Pamela war nicht bereit für weitere Sticheleien und ging deshalb an Emma vorbei zur Treppe. Sie wollte an diesem Morgen niemandem etwas sagen und wenn sie länger blieb und Emmas Sticheleien zuhörte, würde sie vielleicht gezwungen sein, es anders zu machen.
Als Freddie Grayson Pamela sah, überkam ihn ein Schuldgefühl. Er wünschte, sie würde verstehen, dass er immer für sie da gewesen war.

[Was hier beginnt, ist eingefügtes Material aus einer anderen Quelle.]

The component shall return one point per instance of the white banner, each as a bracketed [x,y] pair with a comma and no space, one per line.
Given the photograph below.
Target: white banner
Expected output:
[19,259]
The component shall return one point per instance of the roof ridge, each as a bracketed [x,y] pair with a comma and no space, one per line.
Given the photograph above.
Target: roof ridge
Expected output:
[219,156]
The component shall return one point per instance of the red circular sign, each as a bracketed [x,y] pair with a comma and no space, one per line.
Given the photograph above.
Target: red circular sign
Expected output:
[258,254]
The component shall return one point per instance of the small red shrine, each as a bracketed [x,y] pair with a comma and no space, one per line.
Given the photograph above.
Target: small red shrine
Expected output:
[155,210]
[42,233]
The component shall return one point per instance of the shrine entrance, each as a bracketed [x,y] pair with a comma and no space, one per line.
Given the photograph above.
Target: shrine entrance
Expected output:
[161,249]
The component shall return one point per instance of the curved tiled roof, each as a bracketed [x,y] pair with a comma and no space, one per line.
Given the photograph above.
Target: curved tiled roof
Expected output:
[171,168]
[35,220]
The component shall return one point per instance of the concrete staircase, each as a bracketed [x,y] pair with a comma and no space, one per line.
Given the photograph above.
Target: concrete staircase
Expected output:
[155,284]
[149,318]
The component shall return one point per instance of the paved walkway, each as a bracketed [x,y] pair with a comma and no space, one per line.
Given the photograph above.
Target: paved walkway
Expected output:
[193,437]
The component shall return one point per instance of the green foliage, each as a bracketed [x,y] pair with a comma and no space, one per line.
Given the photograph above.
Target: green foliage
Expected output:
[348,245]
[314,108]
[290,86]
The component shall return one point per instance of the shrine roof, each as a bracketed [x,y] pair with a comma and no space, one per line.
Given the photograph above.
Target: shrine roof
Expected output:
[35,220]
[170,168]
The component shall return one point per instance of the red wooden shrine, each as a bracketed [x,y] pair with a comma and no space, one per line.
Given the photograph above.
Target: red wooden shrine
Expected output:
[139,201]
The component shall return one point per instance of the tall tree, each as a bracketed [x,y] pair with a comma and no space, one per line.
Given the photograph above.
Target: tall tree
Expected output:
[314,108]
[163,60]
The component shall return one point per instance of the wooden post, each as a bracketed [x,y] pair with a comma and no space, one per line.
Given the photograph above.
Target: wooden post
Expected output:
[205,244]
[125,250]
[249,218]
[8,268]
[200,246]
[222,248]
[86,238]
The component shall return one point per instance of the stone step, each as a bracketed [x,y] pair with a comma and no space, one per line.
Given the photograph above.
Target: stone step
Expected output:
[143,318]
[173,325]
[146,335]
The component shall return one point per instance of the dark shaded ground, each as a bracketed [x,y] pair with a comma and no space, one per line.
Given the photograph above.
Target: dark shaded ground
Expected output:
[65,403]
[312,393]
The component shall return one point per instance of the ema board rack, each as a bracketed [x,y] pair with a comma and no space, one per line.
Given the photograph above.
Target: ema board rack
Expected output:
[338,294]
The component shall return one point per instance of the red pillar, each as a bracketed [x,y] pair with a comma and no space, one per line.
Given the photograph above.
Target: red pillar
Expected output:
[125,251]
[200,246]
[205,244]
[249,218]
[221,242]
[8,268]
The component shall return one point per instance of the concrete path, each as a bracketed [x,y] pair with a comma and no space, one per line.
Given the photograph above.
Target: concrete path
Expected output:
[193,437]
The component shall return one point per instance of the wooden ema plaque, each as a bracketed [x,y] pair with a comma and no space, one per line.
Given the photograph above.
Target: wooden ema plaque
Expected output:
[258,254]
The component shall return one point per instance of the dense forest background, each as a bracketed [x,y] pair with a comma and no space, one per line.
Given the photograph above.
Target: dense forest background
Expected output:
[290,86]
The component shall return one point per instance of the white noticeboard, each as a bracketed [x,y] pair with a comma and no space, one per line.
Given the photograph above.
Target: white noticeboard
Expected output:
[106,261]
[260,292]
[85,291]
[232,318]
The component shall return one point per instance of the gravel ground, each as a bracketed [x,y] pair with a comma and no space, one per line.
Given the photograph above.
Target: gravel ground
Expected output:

Er musste dieser Verbindung zustimmen, um Pamela zu befreien. Er kann es nicht mehr ertragen, dass sie so viel Leid und Hass von Freya und Emma erleiden muss.
Ihm bleibt nicht mehr viel Zeit. Das Mindeste, was er jetzt für sie tun kann, ist, sie aus diesem Käfig zu befreien, den sie Familie nennt.